En 1994, le juge Halphen commence à enquêter sur un réseau de fausses factures entre Jean-Claude Méry, membre du comité central du RPR, et des entreprises prestataires de services pour les HLM de Paris. Jean-Claude Méry, est écroué en septembre 1994. L'enquête s'oriente ensuite vers les Hauts-de-Seine, dont l'office HLM est dirigé par deux proches de Charles Pasqua, Didier Schuller et Patrick Balkany. En décembre 1994, Jean-Pierre Maréchal, le propre beau-père du juge Halphen, est arrêté à Roissy alors que Didier Schuller lui remet une mallette d'argent. Il s'agit en fait d'une opération de déstabilisation du juge.
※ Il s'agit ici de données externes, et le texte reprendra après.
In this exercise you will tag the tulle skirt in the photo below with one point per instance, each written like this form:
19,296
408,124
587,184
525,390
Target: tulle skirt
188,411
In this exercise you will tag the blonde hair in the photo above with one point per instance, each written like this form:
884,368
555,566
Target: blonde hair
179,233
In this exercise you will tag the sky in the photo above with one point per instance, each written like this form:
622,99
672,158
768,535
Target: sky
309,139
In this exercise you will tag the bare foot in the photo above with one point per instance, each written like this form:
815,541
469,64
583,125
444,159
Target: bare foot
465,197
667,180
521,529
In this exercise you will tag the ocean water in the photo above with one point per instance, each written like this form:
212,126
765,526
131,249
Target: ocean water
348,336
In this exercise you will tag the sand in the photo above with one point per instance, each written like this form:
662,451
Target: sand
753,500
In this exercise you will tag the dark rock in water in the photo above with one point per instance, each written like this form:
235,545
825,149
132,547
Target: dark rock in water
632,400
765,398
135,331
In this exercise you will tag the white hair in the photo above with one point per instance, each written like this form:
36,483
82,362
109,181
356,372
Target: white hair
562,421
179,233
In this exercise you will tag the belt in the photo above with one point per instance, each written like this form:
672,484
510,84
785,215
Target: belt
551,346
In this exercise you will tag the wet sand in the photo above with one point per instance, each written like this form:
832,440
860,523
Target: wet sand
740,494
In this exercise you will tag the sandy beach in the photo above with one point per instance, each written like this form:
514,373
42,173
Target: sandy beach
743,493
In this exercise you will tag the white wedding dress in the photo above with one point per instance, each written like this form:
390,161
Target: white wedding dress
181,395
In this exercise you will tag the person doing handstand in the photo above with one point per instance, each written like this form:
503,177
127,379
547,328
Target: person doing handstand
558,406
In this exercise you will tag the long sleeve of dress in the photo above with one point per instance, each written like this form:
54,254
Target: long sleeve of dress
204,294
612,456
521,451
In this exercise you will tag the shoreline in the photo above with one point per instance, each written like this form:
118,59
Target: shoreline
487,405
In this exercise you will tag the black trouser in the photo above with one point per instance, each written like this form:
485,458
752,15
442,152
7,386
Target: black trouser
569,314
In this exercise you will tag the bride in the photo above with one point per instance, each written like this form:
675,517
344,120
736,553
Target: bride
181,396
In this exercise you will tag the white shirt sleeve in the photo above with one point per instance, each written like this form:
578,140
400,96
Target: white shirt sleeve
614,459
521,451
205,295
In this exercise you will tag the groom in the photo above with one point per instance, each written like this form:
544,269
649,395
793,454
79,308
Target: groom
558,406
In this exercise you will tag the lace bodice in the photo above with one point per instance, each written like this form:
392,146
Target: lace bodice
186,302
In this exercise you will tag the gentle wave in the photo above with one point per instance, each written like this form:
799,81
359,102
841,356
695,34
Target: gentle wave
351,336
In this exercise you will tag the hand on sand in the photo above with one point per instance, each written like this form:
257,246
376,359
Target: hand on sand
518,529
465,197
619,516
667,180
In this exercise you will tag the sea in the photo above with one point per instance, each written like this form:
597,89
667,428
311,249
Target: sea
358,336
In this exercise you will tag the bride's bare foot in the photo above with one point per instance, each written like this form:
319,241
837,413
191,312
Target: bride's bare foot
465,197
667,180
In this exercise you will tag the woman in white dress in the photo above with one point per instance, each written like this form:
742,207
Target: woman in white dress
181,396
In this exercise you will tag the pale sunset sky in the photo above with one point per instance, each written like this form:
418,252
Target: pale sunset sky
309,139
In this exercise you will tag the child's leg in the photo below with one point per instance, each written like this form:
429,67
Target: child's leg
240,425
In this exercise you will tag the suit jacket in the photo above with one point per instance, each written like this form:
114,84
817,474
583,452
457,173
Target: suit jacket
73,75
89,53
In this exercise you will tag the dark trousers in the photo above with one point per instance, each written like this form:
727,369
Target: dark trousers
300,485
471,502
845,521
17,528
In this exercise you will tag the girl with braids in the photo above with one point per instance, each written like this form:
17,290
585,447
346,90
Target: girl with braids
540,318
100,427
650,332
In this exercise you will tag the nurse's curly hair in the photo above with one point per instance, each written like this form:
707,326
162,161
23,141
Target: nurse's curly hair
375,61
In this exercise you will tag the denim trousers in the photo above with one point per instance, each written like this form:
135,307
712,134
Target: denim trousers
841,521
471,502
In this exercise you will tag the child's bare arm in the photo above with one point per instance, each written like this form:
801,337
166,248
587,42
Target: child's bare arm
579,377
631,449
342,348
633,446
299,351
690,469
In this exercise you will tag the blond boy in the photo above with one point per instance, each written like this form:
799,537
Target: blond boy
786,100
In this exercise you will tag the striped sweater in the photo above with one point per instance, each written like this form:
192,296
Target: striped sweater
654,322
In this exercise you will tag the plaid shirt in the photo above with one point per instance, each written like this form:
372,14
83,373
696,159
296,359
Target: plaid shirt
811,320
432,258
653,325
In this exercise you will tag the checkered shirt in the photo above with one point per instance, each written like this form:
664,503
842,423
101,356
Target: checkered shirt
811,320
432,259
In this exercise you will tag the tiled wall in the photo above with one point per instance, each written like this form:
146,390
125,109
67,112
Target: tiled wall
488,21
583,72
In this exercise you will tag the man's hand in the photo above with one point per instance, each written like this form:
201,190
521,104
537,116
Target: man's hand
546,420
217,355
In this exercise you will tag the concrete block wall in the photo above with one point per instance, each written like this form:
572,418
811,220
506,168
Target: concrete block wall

En juin 1996, le juge Halphen perquisitionne au domicile du maire de Paris Jean Tiberi. Dans l'escalier, prévenus par leur hiérarchie, les policiers refusent de l'assister. En 1999, Jean Tiberi est mis en examen pour complicité de trafic d'influence. En 2000, Le Monde publie les aveux posthumes de Jean-Claude Méry, réunis dans la fameuse cassette Méry.

Éric Halphen relance son enquête, même si dans une interview télévisée, le président de la République Jacques Chirac, qualifie les accusations de la cassette d'"abracadabrantesques". En 2001 Eric Halphen convoque Jacques Chirac comme simple témoin. Le juge estime les charges suffisantes pour une mise en examen de Jacques Chirac. Il se déclarera alors incompétent au profit de la Haute Cour de justice. En septembre 2001, la chambre de l'instruction estime que le juge ne pouvait pas relancer son dossier et annule toute la fin de la procédure. Éric Halphen est dessaisi au profit du juge Armand Riberolles.